そこで日を変えたら、今やってプロジェクトの佳境に入った時期だとか文句ばかり言う。こんなこと言っていたらいつまで待っても結婚できないじゃないの。
私は釣った魚じゃないのよ、エサももらわないと逃げちゃうわよ。今度広に会ったら言ってやろうかしら。でも分かれるとか言われると私立ち直れないし、やっぱり今の言葉なしね。
それから中々デートしてくれないのよ。休日まで会社に行く必要ないじゃないの。私なんて休日はすべて広のために空けてあるのに。
今日だって、本当は2人で映画を見に行くはずだったのに、昨日の夕方急に電話してきて、『悪い明日行けなくなった。この埋め合わせはいずれする』って、あんまりじゃないの。それに埋め合わせをするって何時のことになるのか分からないじゃないの。それからね、………」
そうやって一頻り広の悪口と愚痴を言ったら、腹の虫がおさまった。
しばらく辺りを見て、さわやかな空気を吸って、瞑想。
「うんなんかいい気分」
一区切りついたので、帰ることにした。
行くときはずいぶん迷った道だったが、帰りは祠の導きかすんなり帰れた。
家に帰って、取ってきた写真をパソコンで見てみたら、草の刈り残しが目立つ。
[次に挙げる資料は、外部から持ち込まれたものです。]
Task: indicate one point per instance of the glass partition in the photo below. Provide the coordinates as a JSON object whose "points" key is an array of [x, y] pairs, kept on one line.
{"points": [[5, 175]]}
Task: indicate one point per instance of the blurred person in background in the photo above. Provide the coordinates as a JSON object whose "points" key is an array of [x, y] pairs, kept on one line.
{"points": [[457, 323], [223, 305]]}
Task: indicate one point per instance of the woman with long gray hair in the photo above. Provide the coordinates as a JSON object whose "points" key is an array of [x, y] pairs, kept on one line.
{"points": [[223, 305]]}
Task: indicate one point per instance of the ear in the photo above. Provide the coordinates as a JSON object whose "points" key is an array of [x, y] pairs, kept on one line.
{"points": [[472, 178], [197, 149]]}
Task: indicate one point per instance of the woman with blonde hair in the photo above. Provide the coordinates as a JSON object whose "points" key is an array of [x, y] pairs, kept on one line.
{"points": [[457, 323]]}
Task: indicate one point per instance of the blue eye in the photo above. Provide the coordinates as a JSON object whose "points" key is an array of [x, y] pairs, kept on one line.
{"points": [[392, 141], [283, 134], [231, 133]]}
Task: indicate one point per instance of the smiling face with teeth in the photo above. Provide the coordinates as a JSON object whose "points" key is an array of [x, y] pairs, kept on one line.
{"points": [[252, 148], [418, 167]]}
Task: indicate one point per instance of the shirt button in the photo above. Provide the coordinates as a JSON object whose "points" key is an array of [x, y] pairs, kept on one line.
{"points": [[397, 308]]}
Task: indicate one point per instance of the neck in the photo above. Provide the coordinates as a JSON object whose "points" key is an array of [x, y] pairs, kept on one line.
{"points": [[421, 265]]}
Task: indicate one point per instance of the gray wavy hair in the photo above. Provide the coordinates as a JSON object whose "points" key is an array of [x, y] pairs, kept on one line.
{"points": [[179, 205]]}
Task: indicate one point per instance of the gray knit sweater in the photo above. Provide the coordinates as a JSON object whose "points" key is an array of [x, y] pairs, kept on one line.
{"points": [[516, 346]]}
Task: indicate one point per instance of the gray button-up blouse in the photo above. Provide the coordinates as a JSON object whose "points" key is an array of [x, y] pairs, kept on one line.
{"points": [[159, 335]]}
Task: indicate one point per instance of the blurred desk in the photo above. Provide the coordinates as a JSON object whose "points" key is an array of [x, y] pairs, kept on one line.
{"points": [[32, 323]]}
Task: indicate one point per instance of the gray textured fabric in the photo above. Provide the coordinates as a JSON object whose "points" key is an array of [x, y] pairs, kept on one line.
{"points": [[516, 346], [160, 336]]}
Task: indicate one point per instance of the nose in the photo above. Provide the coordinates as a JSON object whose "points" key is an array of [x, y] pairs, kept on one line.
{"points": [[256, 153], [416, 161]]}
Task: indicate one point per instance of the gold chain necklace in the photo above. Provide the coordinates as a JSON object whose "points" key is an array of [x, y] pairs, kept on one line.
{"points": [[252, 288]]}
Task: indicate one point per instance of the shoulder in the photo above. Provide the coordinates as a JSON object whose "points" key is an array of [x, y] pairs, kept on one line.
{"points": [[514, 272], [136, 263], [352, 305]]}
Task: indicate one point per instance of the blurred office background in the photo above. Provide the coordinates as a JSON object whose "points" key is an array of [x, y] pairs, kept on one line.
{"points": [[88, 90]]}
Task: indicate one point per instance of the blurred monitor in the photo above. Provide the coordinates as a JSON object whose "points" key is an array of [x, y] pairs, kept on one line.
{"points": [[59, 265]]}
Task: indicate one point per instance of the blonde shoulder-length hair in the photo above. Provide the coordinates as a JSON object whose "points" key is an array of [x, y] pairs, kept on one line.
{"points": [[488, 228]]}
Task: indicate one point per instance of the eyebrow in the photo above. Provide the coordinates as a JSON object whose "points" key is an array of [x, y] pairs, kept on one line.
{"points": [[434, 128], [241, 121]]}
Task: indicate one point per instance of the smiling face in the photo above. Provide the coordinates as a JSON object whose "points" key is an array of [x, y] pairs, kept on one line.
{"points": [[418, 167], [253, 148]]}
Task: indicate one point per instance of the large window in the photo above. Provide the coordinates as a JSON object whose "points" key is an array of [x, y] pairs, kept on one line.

どうしようかなと思ったが、これはすべて広のせい、広が会ってくれないから悪いことにした。悪いのはすべて広のせいすることで気持ちが落ち着いた。
でも祠さんに悪いような気がして
「ごめんね、祠さん。今度行った時はもっと綺麗に草を刈るから」
そう謝る知世であった。
その後、知世が前世で死んだとき、マリーとして転生できたのは祠のお礼かもしれない。そして、広がニーゲンブルグ公爵として転生できたのも祠の導きかもしれない。
(終わり)
ここまでお読みいただいてありがとうございます。
続けてこの後7:10、7:20、7:30、7:40に次回作品「ダンゴムシの記憶を持つ男の物語」の1話から4話を公開したいと思います。
今後とも私の小説
(連載中)「転生者とバグでない異世界人の物語」
(連載中)「牛乳とチーズは違う味がする(顔だけ男の気ままな旅)」
(完結)「泡沫の恋の行方と花時計の思い」
(完結)「帝国皇女の憂鬱(前世の夫の生まれ変わりを捕まえろ)」
(短編・完結)「妖精に成れなかったダンゴムシの物語」
(短編・完結)「真冬の祭りそして祠がつなぐもの」
(短編・完結)「雨の日は嫌い、雨の日はやっぱり嫌、でも雨の日もちょっぴり好きかも」
(短編・完結)「北の関を死守せよ、野望は泡沫の夢と消えて」
をよろしくお願いします。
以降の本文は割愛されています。